Zhou Jun Development zone No. 3, Digital C - print, 50 x 60 cm; 120 x 150 cm , 2006
We love this new work by Zhou Jun, showing now at Red Gate Gallery in Beijing. Red Gate is an incredible space; we attended an opening there in 2008.
-From the Red Gate press release by Yang Liyu:
“The last thirty years of the Chinese economic miracle has led to unprecedented changes, perhaps the most obvious being the metamorphosis of the numerous Chinese capital cities. At times marveled for their engineering endeavors and glamourous makeovers, these metropolises have equally been the focus of much debate as a result of the demolition of ancient architecture and heritage sites that stood in the way of this transformation. The result is a new modernity that bears testament to the contradictions and contrasts of the new China today.

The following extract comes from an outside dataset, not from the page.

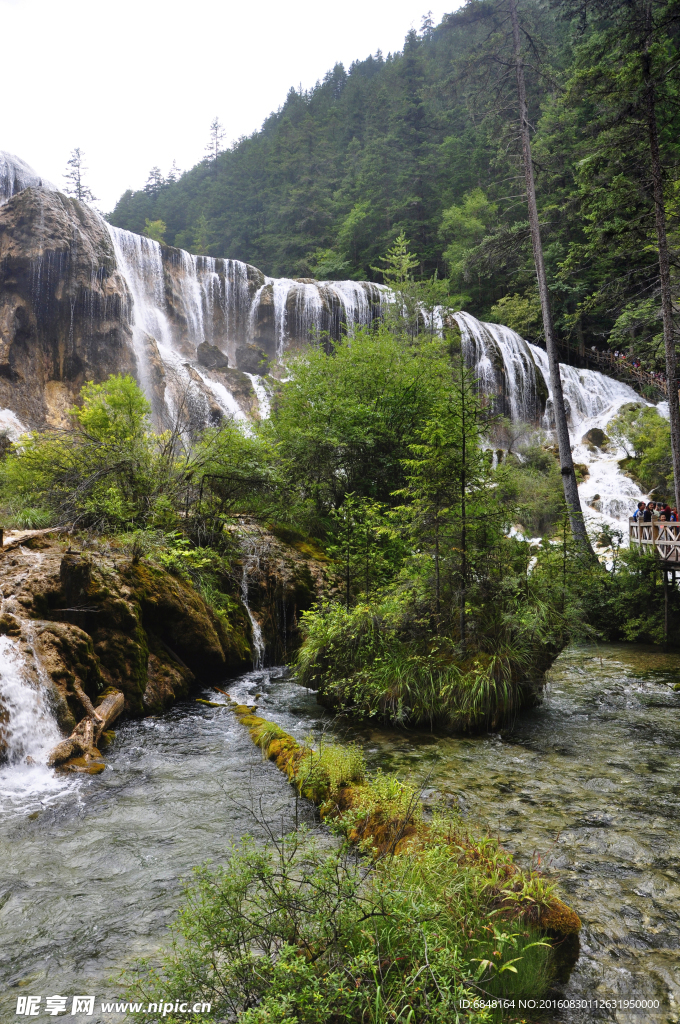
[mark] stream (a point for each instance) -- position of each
(588, 783)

As a photographer, Zhou Jun seeks to reveal through his unique brand of black and white photography the socio-historical narration of some of these sweeping changes. Like the works of Bernd and Hillar Becher who photographed the abandoned mineshafts and silos in post-war Germany, Zhou Jun is dedicated to immortalizing the icons of China’s architecture in their states of glory, construction and isolation. With a distinct palette of greys, deliberately devoid of strong blacks and whites, Zhou Jun is constantly exploring and redefining with heightened sensitivity this constantly evolving landscape. He constructs a brave new world almost devoid of human existence where imposing buildings dominate and engage with one another. While a Northern Song landscape painting in accordance with Taoist principles pays homage to Nature by reducing the presence of human existence to an insignificant proportion, Zhou Jun creates a contemporary universe where the human condition “kowtows” instead to a concrete jungle that has taken a life of its own.”